In October 2009, the Department of Justice issued a memo to federal prosecutors, instructing them to de-prioritize the prosecution of individuals acting in compliance with state medical marijuana laws. This has given states like New Mexico, Colorado and Maine the ability to establish tightly regulated systems.
​Yet, some U.S. Attorneys, faced with the prospect of sensible regulations being established in other states, have issued misleading and threatening letters to sidetrack legislative and administrative progress.

Photo: Drug Policy Alliance
Tamar Todd, DPA: “It is beyond question that states want to and have the right to legalize medical marijuana under state law”

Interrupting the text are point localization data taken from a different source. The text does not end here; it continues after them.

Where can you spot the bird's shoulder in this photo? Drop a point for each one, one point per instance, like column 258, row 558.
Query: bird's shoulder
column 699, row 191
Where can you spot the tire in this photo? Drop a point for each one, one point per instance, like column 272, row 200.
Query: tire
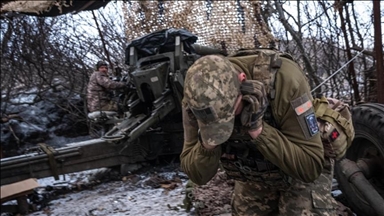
column 368, row 121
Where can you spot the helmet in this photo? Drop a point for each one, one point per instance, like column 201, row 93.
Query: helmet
column 100, row 63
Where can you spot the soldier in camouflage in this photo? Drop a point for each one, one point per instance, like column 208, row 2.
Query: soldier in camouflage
column 253, row 115
column 99, row 87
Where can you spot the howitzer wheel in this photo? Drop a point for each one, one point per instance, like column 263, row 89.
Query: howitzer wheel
column 368, row 145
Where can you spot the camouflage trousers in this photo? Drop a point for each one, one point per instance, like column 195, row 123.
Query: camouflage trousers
column 297, row 199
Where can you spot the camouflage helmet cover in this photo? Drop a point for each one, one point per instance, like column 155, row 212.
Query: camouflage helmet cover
column 211, row 89
column 100, row 63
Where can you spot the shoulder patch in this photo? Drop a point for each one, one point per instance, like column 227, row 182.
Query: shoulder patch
column 311, row 121
column 303, row 107
column 305, row 115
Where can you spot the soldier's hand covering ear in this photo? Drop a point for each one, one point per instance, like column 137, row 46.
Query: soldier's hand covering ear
column 255, row 104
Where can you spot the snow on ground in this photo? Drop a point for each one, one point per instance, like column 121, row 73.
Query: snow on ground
column 115, row 197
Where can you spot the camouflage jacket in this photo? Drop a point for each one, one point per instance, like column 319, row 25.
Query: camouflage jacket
column 98, row 90
column 291, row 145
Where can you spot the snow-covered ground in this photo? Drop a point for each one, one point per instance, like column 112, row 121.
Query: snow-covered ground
column 118, row 198
column 145, row 194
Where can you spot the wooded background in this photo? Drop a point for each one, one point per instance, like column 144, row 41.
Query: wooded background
column 40, row 54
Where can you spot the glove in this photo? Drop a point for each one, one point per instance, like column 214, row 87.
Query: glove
column 256, row 102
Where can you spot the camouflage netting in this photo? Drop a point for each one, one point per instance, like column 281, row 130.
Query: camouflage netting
column 222, row 24
column 37, row 7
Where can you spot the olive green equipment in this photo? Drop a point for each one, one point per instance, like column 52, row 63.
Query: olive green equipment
column 335, row 125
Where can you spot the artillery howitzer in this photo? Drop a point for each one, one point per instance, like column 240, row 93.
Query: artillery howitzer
column 153, row 126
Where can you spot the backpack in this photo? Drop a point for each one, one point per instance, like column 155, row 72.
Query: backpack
column 335, row 123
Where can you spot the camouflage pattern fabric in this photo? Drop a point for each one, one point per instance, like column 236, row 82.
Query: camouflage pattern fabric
column 288, row 145
column 98, row 92
column 306, row 199
column 211, row 93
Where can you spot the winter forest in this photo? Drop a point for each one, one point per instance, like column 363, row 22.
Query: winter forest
column 45, row 58
column 47, row 61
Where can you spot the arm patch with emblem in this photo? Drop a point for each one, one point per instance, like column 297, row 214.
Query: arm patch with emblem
column 305, row 115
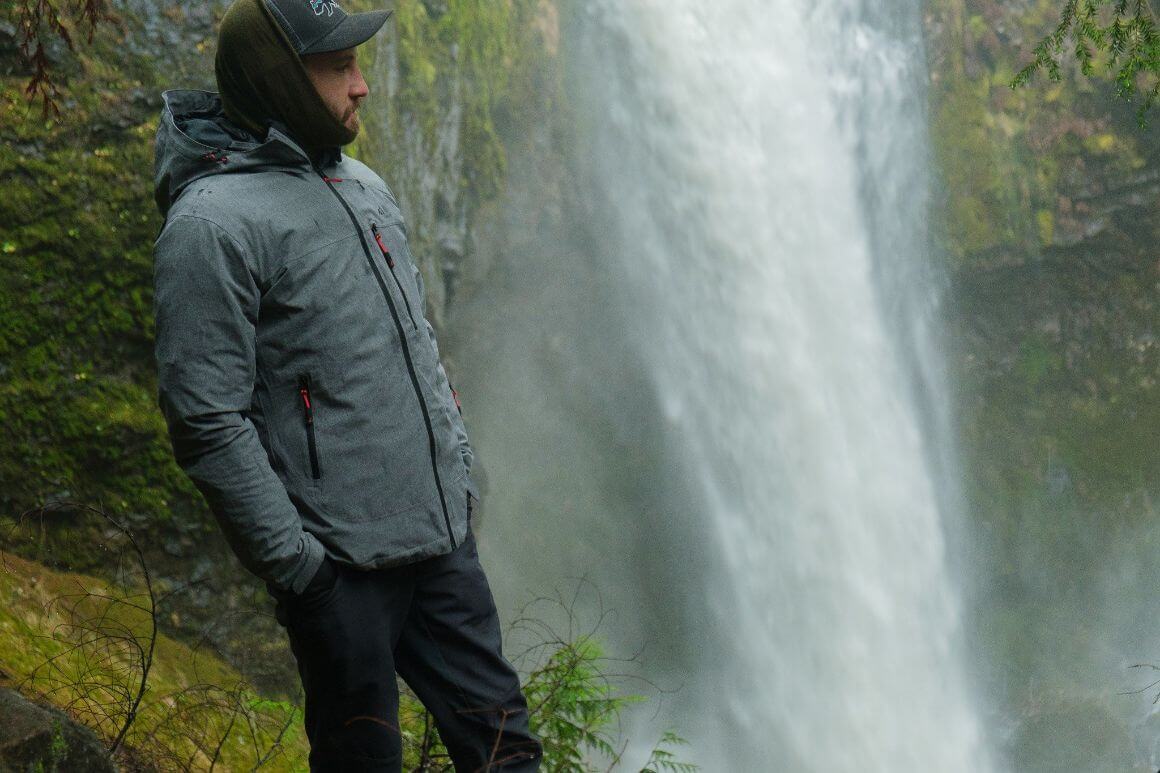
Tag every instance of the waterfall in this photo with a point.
(713, 391)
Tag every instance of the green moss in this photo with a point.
(62, 637)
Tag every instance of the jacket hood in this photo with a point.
(195, 141)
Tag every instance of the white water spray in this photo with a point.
(751, 481)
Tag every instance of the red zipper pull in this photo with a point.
(307, 409)
(378, 240)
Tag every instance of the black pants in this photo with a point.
(435, 625)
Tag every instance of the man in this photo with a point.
(305, 398)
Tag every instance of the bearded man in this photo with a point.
(305, 398)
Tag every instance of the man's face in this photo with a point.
(339, 82)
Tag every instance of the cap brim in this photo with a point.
(353, 30)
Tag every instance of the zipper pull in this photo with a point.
(304, 391)
(378, 240)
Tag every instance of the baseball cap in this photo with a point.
(321, 26)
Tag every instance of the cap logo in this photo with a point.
(324, 6)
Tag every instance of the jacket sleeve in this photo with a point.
(459, 428)
(205, 304)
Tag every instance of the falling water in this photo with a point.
(712, 390)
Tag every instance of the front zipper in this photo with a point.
(390, 265)
(307, 412)
(403, 342)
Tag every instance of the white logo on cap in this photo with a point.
(320, 6)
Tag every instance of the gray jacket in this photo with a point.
(298, 376)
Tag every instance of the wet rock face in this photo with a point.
(37, 738)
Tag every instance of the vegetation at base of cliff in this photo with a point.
(89, 647)
(73, 640)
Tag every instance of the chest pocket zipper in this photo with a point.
(390, 265)
(307, 411)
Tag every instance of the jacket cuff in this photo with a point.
(314, 555)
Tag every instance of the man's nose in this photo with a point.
(359, 88)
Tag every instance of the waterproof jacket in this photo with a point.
(297, 374)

​”The Department of Justice’s new policy is forcing the public and patients to deal with a chaotic, unregulated medical marijuana market,” said Tamar Todd, staff attorney for the Drug Policy Alliance. “It is beyond question that states want to and have the right to legalize medical marijuana under state law.”
“The question now is whether states should be able to implement medical marijuana programs consistent with the needs of patients and of public safety and health,” Todd said. “The legislation introduced today would allow states to implement reasonable, responsible regulations.”
“There are hundreds of thousands of medical marijuana patients in this country who benefit when they are able to purchase their medicine from safe, reliable and regulated establishments,” said Steve Fox, NCIA’s director of public affairs. “It is time for the federal government to acknowledge that these businesses are providing a service to their communities, not causing them harm.”

Photo: NCIA
Steve Fox, NCIA: “It is time for the federal government to acknowledge that these businesses are providing a service to their communities, not causing them harm”

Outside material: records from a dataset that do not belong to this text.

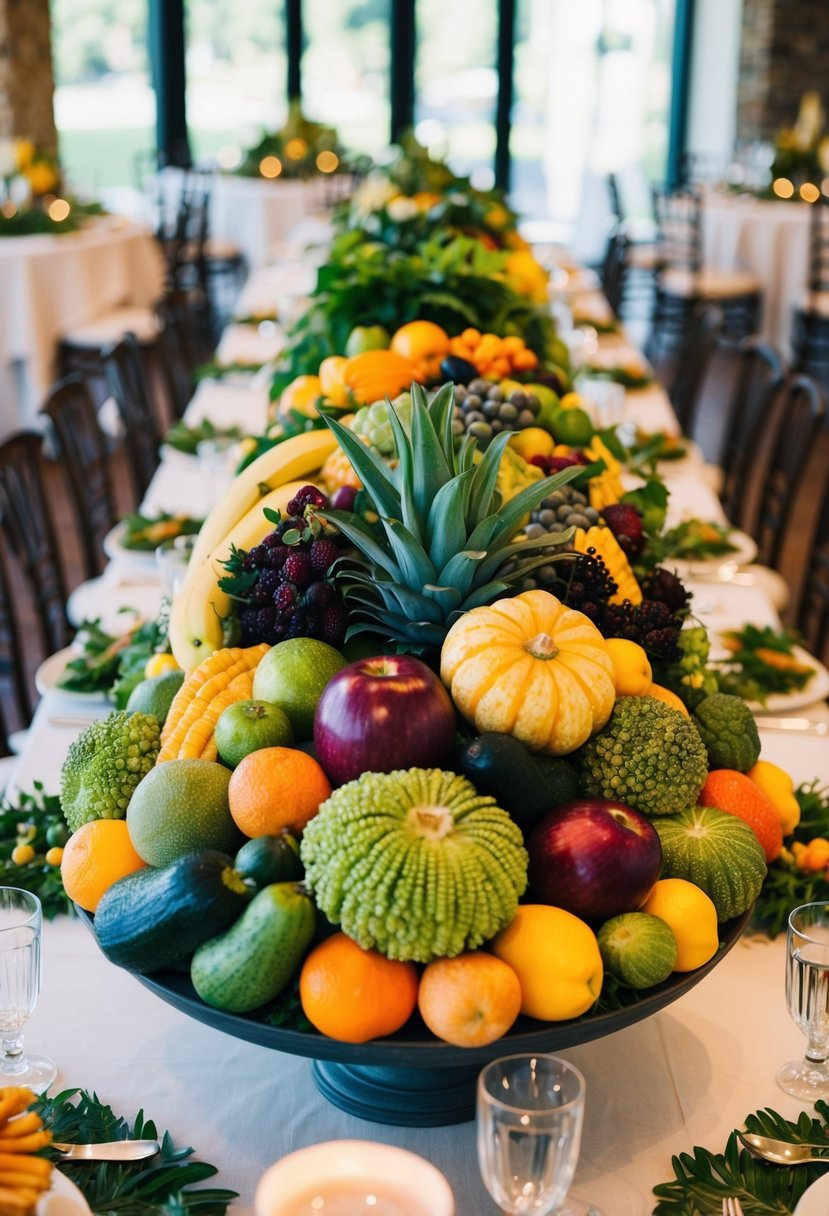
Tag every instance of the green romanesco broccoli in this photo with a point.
(648, 755)
(728, 731)
(105, 764)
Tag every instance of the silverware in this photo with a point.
(780, 1152)
(790, 725)
(111, 1150)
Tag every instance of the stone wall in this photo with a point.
(26, 73)
(784, 52)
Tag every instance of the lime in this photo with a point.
(638, 949)
(156, 696)
(251, 725)
(292, 675)
(180, 808)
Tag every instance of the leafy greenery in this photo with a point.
(33, 818)
(159, 1186)
(701, 1180)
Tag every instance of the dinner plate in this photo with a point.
(63, 1198)
(50, 671)
(815, 1202)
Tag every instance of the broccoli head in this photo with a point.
(105, 764)
(728, 731)
(648, 755)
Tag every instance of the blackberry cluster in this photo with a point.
(283, 586)
(484, 409)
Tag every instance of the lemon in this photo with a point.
(691, 915)
(631, 668)
(557, 960)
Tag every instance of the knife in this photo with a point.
(111, 1150)
(791, 725)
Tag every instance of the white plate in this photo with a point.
(50, 671)
(62, 1199)
(815, 1202)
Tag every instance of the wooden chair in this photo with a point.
(129, 384)
(82, 450)
(683, 281)
(30, 536)
(759, 380)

​”Without these regulated, tax-paying businesses, all medical marijuana sales would occur underground,” Fox said. “The profits would bolster the criminal market and local, state and federal governments would receive no tax revenue. These medical marijuana providers are not looking for special treatment. They just want to be able to function in a manner similar to any other legal business. That is what these tax and banking bills would allow.”
​”We are pleased that this bipartisan group of legislators has come together on behalf of patients and their providers at this important time,” said Rob Kampia, executive director of the Marijuana Policy Project. “There is clear evidence that statewide systems of medical marijuana regulations can be extremely effective in controlling the distribution of the medicine and serving the needs of patients.”
“The U.S. Attorneys should heed the advice of Rep. Frank implicit in the introduction of this bill,” Kampia said. “That is, it is time for the federal government to get out of the way and let states enact and carry out the policies they believe will be best for the patients and citizens of their states.”

Photo: NORML Stash
Rob Kampia, MPP: “It is time for the federal government to get out of the way”

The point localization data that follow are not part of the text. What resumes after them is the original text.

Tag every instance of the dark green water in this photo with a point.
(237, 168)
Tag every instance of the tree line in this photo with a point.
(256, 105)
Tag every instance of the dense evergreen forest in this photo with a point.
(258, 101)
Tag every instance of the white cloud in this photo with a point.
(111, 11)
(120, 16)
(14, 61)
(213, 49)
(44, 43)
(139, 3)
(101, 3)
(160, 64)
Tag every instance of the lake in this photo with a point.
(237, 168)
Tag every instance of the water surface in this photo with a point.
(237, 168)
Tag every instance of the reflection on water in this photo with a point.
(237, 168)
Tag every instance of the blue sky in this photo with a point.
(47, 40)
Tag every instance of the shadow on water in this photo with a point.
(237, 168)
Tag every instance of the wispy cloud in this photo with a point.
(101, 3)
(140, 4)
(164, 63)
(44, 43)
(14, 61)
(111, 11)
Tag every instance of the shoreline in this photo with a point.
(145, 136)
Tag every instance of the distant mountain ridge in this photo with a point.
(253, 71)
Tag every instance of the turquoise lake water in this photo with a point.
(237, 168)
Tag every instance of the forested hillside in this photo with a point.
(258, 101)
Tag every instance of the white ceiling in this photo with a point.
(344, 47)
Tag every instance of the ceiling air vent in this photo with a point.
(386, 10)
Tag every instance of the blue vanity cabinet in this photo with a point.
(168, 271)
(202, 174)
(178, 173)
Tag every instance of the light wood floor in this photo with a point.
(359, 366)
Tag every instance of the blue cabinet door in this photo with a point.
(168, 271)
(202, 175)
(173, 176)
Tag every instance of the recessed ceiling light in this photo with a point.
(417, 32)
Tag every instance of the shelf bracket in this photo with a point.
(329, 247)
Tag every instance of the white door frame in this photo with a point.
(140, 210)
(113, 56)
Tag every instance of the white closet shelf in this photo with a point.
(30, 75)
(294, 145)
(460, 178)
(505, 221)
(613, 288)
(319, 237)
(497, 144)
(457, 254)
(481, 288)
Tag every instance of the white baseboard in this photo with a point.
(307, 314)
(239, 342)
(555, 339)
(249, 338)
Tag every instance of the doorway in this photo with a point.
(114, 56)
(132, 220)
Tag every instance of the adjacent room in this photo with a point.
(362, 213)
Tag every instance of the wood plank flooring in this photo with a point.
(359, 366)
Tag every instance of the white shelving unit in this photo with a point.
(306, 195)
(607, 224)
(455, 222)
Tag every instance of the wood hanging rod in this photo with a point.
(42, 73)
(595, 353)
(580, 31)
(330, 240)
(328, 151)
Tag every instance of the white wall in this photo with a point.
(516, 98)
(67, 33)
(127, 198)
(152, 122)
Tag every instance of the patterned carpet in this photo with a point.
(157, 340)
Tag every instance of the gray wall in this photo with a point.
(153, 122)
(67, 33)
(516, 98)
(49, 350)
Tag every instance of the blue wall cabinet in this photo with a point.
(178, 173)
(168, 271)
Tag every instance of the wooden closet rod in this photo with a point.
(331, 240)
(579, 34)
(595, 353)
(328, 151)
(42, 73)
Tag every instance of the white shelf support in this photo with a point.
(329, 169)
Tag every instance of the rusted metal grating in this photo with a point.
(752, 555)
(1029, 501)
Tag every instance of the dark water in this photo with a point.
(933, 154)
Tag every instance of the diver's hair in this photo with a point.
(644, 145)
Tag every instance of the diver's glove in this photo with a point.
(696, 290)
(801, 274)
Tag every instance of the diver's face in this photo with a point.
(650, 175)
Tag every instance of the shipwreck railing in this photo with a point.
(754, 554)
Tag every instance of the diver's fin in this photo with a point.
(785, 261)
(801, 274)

​”That includes allowing those involved in distributing marijuana to patients within the confines of state law to operate like any other legitimate business,” Kampia said.
According to Bill Piper, director of national affairs for the Drug Policy Alliance, the legislation sends a clear signal to U.S. Attorneys, the Department of Justice, and the DEA to stop trying to undermine state laws designed to provide cancer and AIDS patient
s and others who use medical marijuana with safe and legal access to their medicine.
“The Justice Department thinks it can bully not just state elected officials but also patients and those who provide for them,” Piper said. “Members of Congress need to stand up for patients and the will of the American people and push back against this federal overreach.”
Currently, 16 states and the District of Columbia allow the use of medical marijuana, and many more states and considering legislation to permit similar programs.